Like a thermometer ranging from hot to cold, with various levels in between, anger may vary from rage to mild resentment. It includes revenge, outrage, indignation, fury, jealousy, vindictiveness, spite, hatred, contempt, wrath, argumentativeness, hostility, sarcasm, impatience, frustration, negativity, aggression, violence, disgust, meanness, rebellion, explosive behavior, agitation, abusiveness, abrasiveness, sullenness, pouting, and stubbornness. Evidence of the numerous variations of anger is well-represented daily in local and national News reports. When asked to erase your anger, it can cause significant frustration because these feelings are a valued part of your past. Anger may even come up about the idea of erasing your anger. You may feel angry that you are being asked to let go of feelings that, in the past, have been cherished.
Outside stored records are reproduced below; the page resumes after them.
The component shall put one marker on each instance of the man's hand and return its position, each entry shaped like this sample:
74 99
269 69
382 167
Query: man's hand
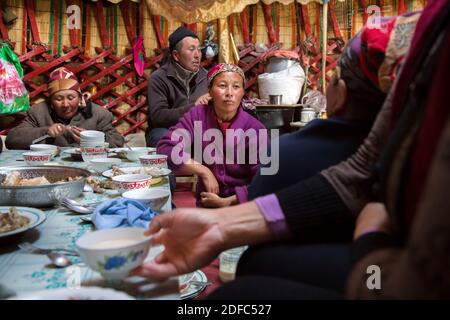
56 129
209 180
75 131
212 200
204 99
191 239
372 218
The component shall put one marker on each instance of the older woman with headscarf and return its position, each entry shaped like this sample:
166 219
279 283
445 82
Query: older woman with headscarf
63 117
217 131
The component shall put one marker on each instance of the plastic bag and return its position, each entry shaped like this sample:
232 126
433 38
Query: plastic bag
287 82
13 94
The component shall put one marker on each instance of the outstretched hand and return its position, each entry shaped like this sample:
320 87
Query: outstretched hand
373 218
191 239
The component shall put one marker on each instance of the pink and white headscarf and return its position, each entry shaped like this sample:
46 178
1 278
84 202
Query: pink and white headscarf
224 67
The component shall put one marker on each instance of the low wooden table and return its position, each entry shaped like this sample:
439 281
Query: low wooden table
278 116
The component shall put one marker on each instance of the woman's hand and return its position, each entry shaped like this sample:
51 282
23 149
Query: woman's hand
212 200
209 180
372 218
204 99
56 129
191 239
75 131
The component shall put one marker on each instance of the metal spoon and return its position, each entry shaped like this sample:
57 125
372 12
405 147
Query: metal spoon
59 260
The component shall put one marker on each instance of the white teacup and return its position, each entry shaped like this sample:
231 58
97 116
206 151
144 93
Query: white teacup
154 198
114 252
126 182
307 114
103 164
44 148
154 160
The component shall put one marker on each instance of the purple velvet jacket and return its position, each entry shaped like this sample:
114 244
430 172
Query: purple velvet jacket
232 178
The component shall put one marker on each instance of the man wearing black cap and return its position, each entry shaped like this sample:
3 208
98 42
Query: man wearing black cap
176 86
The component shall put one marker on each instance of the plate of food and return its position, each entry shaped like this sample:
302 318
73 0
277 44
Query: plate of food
153 171
40 186
14 220
192 284
83 293
74 153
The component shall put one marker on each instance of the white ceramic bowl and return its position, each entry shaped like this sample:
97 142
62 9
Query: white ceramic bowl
154 160
44 148
114 252
103 164
36 158
92 135
126 182
135 153
154 198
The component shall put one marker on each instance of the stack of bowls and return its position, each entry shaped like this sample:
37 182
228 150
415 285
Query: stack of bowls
45 148
92 145
154 160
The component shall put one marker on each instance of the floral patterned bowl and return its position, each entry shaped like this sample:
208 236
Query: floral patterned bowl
114 252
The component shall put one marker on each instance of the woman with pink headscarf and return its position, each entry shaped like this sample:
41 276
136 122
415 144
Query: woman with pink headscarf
222 177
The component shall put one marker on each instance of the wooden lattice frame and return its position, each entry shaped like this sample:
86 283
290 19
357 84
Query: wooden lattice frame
105 72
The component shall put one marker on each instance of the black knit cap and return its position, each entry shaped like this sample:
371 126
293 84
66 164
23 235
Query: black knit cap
178 35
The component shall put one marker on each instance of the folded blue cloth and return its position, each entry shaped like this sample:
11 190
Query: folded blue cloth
122 212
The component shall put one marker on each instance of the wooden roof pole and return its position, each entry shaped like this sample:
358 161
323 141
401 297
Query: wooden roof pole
269 22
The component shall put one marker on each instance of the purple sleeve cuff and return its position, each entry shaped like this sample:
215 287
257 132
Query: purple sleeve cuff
271 210
241 193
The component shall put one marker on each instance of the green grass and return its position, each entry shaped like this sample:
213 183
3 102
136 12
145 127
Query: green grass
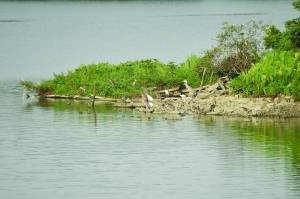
117 80
277 73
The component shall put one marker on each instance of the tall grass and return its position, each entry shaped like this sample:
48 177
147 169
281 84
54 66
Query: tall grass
125 79
277 73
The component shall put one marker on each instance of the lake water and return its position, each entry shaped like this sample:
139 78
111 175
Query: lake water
40 38
67 150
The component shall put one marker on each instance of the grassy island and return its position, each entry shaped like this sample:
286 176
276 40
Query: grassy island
260 61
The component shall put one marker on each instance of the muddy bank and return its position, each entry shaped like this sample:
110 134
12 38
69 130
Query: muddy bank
211 100
230 106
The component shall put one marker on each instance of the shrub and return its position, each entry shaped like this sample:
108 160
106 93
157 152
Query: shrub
125 79
277 73
238 47
289 39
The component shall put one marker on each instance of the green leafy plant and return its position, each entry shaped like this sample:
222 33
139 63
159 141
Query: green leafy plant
124 79
289 39
277 73
238 47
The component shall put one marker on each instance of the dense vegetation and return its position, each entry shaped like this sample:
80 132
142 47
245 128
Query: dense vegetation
277 73
261 61
125 79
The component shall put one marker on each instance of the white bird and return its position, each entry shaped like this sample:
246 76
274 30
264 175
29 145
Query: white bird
192 93
133 83
147 99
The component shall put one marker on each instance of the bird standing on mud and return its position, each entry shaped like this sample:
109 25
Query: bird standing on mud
147 99
192 92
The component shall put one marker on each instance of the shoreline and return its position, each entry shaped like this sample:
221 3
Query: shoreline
222 105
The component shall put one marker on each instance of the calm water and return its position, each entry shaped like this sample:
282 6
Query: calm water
66 150
39 38
59 150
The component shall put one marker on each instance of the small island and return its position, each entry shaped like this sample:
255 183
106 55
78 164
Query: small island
254 70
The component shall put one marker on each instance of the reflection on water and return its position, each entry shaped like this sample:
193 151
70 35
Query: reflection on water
54 149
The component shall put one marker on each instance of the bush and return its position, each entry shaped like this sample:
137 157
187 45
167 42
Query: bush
238 47
277 73
289 39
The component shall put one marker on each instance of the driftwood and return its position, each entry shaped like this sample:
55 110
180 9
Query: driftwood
219 87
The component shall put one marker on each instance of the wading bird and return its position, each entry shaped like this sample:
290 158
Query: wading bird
192 92
148 100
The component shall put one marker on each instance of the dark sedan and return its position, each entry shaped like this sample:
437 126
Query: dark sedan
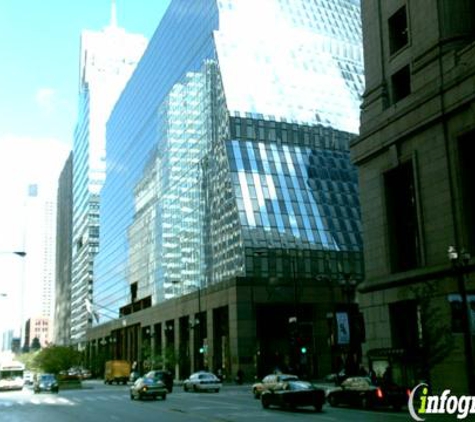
292 394
361 392
272 381
148 387
46 382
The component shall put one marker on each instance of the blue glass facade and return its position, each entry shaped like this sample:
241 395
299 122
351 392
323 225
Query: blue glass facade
230 145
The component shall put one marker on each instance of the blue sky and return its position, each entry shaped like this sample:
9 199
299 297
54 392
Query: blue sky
39 53
39 50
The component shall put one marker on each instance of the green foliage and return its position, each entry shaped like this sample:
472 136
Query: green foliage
35 344
54 359
29 360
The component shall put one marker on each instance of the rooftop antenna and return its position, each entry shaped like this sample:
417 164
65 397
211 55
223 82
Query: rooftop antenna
113 15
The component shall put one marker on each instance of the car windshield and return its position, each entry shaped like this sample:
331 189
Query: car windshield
286 378
357 383
298 385
206 376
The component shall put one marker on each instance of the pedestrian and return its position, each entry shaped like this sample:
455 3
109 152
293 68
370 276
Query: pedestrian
388 376
219 374
240 376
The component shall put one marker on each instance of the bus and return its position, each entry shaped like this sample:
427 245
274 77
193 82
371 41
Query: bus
11 375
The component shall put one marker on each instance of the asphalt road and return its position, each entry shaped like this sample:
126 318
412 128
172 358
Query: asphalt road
111 403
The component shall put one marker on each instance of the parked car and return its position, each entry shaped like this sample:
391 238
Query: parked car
271 381
202 381
85 374
165 376
361 392
46 382
134 376
28 377
117 371
148 387
293 393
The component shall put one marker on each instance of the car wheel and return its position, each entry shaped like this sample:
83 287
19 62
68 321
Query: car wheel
332 400
364 402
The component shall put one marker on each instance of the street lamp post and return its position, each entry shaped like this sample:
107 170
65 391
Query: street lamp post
459 263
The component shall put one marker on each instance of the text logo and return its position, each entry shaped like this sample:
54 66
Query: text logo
421 403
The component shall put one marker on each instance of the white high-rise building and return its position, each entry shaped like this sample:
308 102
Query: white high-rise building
107 60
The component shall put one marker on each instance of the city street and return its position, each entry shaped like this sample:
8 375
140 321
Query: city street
99 402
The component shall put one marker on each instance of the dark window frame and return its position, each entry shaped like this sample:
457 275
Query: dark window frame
401 84
398 29
403 226
466 151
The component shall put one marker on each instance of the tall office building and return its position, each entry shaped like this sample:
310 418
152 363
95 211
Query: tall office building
414 157
107 59
38 280
230 210
62 311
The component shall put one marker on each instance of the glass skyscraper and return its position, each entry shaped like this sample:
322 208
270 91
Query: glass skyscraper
228 165
107 59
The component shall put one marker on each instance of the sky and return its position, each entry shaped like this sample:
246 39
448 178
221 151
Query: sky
39 51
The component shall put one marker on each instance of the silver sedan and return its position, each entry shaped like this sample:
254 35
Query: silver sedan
202 381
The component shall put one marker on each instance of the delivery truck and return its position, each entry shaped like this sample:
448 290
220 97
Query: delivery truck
117 371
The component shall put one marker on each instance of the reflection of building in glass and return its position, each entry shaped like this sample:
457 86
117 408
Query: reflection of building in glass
229 186
107 59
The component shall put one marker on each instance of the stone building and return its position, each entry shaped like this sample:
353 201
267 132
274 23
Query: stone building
417 182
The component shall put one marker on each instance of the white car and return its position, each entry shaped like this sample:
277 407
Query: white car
202 381
28 377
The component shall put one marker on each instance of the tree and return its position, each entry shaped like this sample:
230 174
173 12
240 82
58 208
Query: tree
54 359
35 344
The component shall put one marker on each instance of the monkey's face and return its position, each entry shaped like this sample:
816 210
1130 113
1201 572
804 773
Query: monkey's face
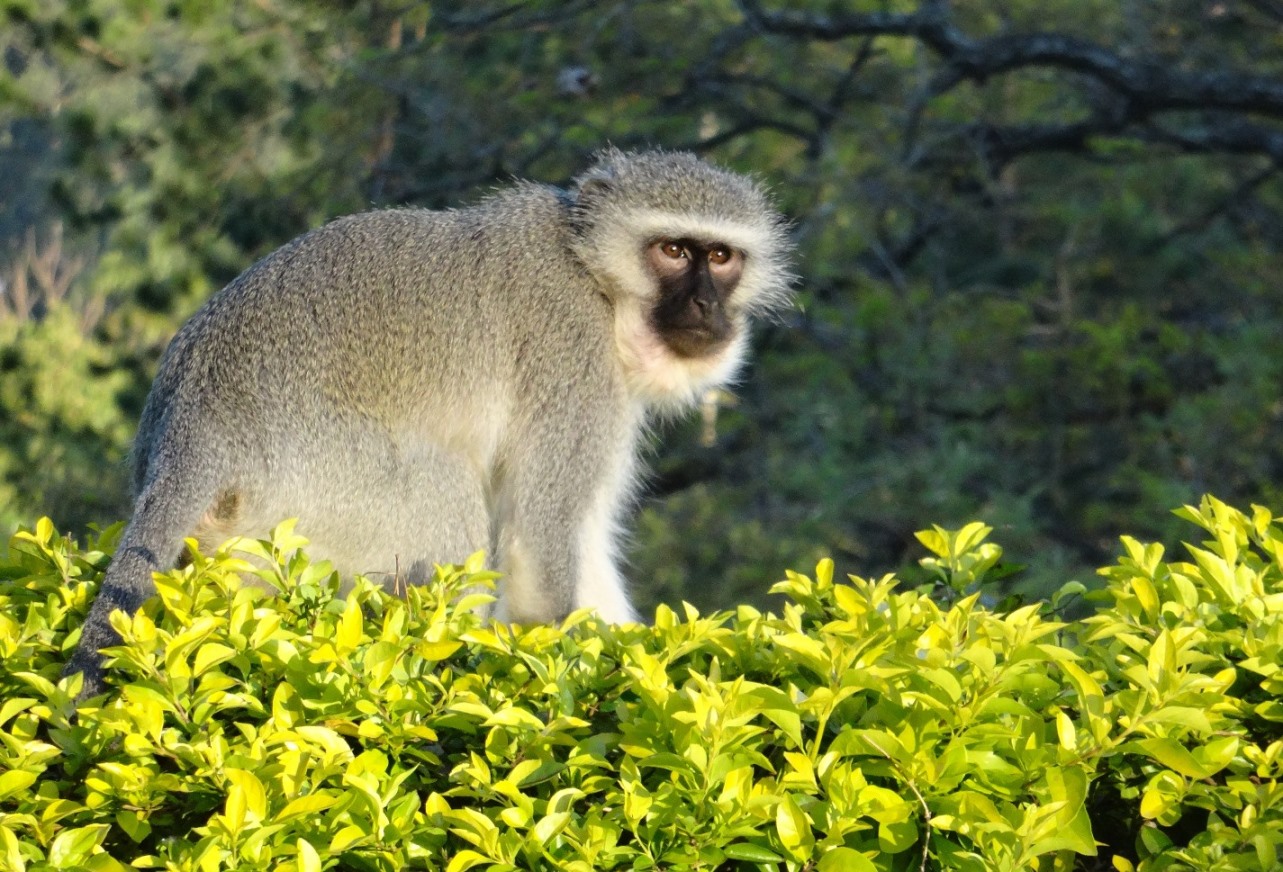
696 280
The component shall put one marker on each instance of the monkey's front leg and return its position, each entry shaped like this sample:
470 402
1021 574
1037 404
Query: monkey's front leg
558 526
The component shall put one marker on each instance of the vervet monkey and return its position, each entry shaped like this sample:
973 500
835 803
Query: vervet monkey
415 386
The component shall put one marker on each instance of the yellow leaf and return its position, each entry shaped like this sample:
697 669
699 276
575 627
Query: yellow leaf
250 790
308 858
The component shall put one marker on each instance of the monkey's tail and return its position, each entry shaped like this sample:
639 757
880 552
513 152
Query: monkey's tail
178 489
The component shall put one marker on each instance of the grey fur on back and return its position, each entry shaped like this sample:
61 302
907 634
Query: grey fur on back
417 385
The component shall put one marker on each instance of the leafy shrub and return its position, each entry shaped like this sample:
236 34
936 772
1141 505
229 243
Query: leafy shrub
866 727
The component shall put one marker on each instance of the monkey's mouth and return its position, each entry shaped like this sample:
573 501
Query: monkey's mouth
696 340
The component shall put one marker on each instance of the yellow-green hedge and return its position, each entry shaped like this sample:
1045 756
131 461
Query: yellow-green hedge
867 726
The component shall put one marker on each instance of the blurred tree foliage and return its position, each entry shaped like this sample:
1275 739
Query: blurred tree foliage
1041 240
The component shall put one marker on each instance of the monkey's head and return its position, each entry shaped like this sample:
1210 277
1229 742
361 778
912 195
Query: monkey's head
687 253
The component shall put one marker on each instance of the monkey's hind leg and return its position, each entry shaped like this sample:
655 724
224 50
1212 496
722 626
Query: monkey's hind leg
168 508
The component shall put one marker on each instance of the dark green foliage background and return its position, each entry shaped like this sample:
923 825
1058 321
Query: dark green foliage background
1062 343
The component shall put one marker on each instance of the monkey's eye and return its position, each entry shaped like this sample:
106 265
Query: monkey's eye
720 255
You may feel: • Anger at the fear of loss. • Anger at your feelings in general. • Anger at the feeling that does not relinquish immediately. There is a lot of energy in anger. You probably feel energized when you are irritated or angry. This undercurrent of negative emotion can manifest in your life in insidious ways. For many, unrecognized anger reemerges as depression—an expression of inner turmoil resulting from unresolved issues. Depression is often referred to as 'anger turned inward,' where you turn your aggression on yourself instead of dealing with the more uncomfortable external sources of conflict. You can become consumed by guilt and shame for things beyond your control when you should focus on addressing the root cause: those unacknowledged resentments that have been building inside you for so long. If pushed further into the unconscious, anger can reemerge as a psychosomatic illness. Migraine headaches, arthritis, and hypertension are examples of chronic suppressed anger. Anger and resentment damage the body, emotions, energy flow, and the synchronization of the brain hemispheres. Anger kills the angry person and not the person who is the object of the offense.
Anger symptoms can often be alleviated as you learn to erase the inner anger written on your whiteboard. Forgiveness can literally heal your heart.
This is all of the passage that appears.